Hash tables

Binary search is a huge improvement over linear search. It still requires about log₂(n) trials, though. Is it possible to improve upon that?

Suppose that I have a list of names of personnel, and each employee has an employee number that has six digits. I store the employee names in a list, where they are a tuple of the employee number and their name. For example, the list could look like:

employees = [
    ( 142351, "Apricot, A." ),
    ( 211111, "Cherry, C." ),
    ( 232112, "Banana, B." ),
    ( 341123, "Fig, F." ),
    ( 400012, "Apple, A." ),
    ( 513210, "Mango, M." ),
    ( 778899, "Pomegranate, P." ), 
    ( 963210, "Pear, P." ) ]

Since the list is sorted on employee number, if I want to search for employees by number, I can use binary search. For these eight employees, it may take up to 4 checks with binary search to find out if a particular number is on the list. If this list would contain 1000 employees, it would take about 10 checks.

Exercise to be done on your preferred code editor: Implement a binary search for the employee list above to search for employees by their number.

Can this be done faster?
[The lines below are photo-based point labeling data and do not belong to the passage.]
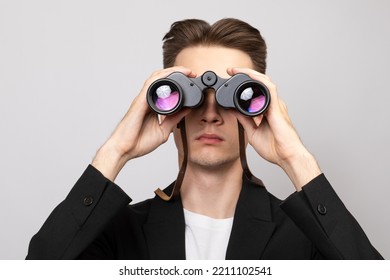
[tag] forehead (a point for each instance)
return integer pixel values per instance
(215, 58)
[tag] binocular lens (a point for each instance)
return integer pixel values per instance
(251, 100)
(165, 98)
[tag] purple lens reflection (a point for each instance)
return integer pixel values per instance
(168, 103)
(256, 104)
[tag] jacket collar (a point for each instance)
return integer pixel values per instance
(252, 226)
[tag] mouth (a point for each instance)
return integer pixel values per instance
(208, 138)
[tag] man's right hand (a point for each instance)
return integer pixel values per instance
(139, 132)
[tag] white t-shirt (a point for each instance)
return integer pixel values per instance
(206, 238)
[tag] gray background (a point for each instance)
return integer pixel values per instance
(69, 70)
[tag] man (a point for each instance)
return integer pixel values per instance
(217, 209)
Can you imagine a way to store the employees in a list in such a way that you can check for the existence of their number with a method that is O(1)?
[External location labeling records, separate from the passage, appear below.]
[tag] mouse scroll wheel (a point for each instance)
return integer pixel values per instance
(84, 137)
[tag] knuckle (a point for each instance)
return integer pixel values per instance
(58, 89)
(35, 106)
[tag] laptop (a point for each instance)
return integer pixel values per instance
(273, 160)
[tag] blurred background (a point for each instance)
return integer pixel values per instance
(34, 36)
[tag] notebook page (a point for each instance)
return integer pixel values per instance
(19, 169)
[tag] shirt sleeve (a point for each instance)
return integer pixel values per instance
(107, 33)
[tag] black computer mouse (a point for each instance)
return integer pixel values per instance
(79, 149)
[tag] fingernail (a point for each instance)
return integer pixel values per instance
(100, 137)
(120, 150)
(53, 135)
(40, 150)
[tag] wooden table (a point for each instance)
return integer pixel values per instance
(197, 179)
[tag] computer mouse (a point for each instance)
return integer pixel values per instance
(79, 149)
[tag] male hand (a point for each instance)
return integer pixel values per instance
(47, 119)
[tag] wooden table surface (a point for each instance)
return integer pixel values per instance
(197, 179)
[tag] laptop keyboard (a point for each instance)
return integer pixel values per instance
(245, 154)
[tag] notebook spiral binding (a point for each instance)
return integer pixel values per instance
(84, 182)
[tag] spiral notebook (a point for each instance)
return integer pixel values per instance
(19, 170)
A possible solution would be to store the names of the employees in a list, whereby the index for their name in the list is their employee number. So to find out if employee with number 513210 exists, I just check if employee[513210] contains an empty string (in which case no employee exists with this number), or a name. Thus, checking for existence of an employee takes just one attempt.
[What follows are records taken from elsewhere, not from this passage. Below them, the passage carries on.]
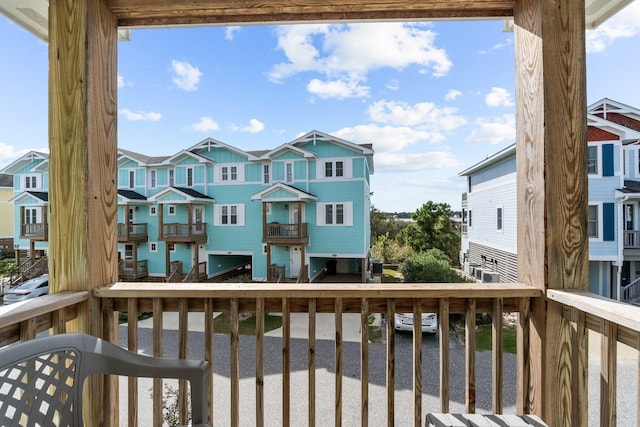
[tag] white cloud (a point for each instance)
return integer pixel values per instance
(8, 153)
(186, 76)
(494, 131)
(386, 138)
(254, 126)
(624, 24)
(206, 124)
(348, 52)
(422, 114)
(230, 32)
(339, 89)
(453, 95)
(413, 162)
(499, 97)
(136, 116)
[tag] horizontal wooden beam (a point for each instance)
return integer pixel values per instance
(318, 290)
(139, 13)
Naturally, this solution is not realistic in most cases. For six-digit employee numbers, it needs a list with one million elements. While that might still be doable for modern computers, with bigger numbers they might get problems. Moreover, this approach will not work if the list is not sorted by number, but, for instance, by name. A name cannot be used (directly) as index for a list.

Hopefully at this point you have been thinking “Wouldn’t I use a dictionary in that case?” And the answer is, “Of course, you would use a dictionary.” A dictionary, however, is no more than a list which is ordered in a very smart way, so that you can use any type of data as index. A dictionary is implemented as a so-called “hash table”.